Allowing Appreciation To Do Its Stuff

bankbank profile photo

From talking to many investors, most of them seem to have bought a property that needed work, fixed it up, and held it for a year. They seem to have made a majority of their equity during the holding period. Do you find that most of the properties you have made money on have been through buying, fixing and then holding/renting it for a year before selling, thus allowing appreciation to do its stuff? Could it be risky to try this strategy since housing has gone up so much in the past few years, it could stop appreciating soon?

Comments(2)

  • Sandbahr10th March, 2004

    I've done it both ways. I've done fix ups and hold as well as fix up and sell. You can make money both ways. The difference here is mainly in the tax advantage to holding for a year or more as a long term gain vs a short term gain or as a dealer status (flipping). There is also some advantage to getting some of your money back by recieving rent for a year and the appreciation of anywhere from 4 to 10+ % depending on the area where you live.

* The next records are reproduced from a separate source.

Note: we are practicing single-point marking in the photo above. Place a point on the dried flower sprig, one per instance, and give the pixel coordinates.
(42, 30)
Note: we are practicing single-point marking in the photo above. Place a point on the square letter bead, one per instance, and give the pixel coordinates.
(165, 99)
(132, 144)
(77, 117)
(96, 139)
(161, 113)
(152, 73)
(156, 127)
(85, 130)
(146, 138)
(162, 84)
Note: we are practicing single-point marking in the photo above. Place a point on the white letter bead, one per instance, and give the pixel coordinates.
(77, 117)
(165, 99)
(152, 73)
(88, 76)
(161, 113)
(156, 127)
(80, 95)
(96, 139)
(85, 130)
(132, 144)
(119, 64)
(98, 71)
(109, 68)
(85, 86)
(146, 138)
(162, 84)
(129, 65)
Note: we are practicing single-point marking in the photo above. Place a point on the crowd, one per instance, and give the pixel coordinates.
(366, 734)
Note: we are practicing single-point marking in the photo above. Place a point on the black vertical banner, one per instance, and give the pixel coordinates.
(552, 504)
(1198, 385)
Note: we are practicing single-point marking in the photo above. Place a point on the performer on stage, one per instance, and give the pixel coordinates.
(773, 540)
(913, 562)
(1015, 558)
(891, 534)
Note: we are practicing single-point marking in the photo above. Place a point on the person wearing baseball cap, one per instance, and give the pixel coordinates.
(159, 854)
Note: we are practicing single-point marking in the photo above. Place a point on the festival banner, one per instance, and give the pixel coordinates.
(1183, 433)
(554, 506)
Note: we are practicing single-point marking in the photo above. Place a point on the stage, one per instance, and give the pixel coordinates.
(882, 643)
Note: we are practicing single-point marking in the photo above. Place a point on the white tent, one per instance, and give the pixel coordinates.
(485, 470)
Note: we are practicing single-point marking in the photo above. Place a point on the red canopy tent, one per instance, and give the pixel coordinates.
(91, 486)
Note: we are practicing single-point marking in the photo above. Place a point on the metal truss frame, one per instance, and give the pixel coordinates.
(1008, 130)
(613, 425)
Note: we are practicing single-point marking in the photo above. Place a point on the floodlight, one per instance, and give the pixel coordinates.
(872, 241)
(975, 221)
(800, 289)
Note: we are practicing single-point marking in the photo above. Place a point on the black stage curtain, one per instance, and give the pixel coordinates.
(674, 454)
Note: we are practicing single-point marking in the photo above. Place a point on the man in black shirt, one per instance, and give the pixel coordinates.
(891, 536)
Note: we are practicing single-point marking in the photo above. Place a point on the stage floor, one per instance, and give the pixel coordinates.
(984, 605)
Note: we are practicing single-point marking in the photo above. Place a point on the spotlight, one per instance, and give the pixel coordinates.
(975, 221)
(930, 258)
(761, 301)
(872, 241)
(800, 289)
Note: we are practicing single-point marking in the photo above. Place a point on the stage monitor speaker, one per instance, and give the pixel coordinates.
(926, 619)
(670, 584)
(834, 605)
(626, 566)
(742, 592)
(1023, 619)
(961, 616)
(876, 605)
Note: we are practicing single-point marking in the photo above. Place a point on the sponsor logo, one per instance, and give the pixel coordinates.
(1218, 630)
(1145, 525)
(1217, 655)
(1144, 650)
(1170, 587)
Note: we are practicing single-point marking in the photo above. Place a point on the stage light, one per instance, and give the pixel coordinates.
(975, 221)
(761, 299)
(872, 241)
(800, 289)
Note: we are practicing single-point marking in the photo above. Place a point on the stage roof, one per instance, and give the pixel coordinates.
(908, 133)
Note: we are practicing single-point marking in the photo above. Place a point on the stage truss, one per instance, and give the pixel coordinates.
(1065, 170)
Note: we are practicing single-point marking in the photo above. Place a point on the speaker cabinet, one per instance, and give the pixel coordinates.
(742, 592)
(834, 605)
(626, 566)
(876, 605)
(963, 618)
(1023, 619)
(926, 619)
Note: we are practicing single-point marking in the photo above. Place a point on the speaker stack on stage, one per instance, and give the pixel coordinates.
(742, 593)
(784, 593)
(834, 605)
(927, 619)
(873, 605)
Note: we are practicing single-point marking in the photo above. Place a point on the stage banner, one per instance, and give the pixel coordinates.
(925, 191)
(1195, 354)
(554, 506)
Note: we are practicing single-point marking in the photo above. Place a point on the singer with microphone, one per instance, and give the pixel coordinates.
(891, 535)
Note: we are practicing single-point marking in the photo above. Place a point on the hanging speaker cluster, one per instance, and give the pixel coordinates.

  • Birddog111th March, 2004

    It all depends. For example, if you purchase a house in preforeclosure, and they bought it in 1996. You pay what they did plus a little. Depending on the property, in Massachusetts a house bought in 1996 for 130k is now worth over 300k. so in that case, buy to stop the foreclosure, and list right away. Other situations, houses need work, so you buy it for 130 (what they paid in 1996) put 20k into, and then sell it for 275 after 3 months of rehab. There is really no norm for anything like that. Its usually a house to house basis.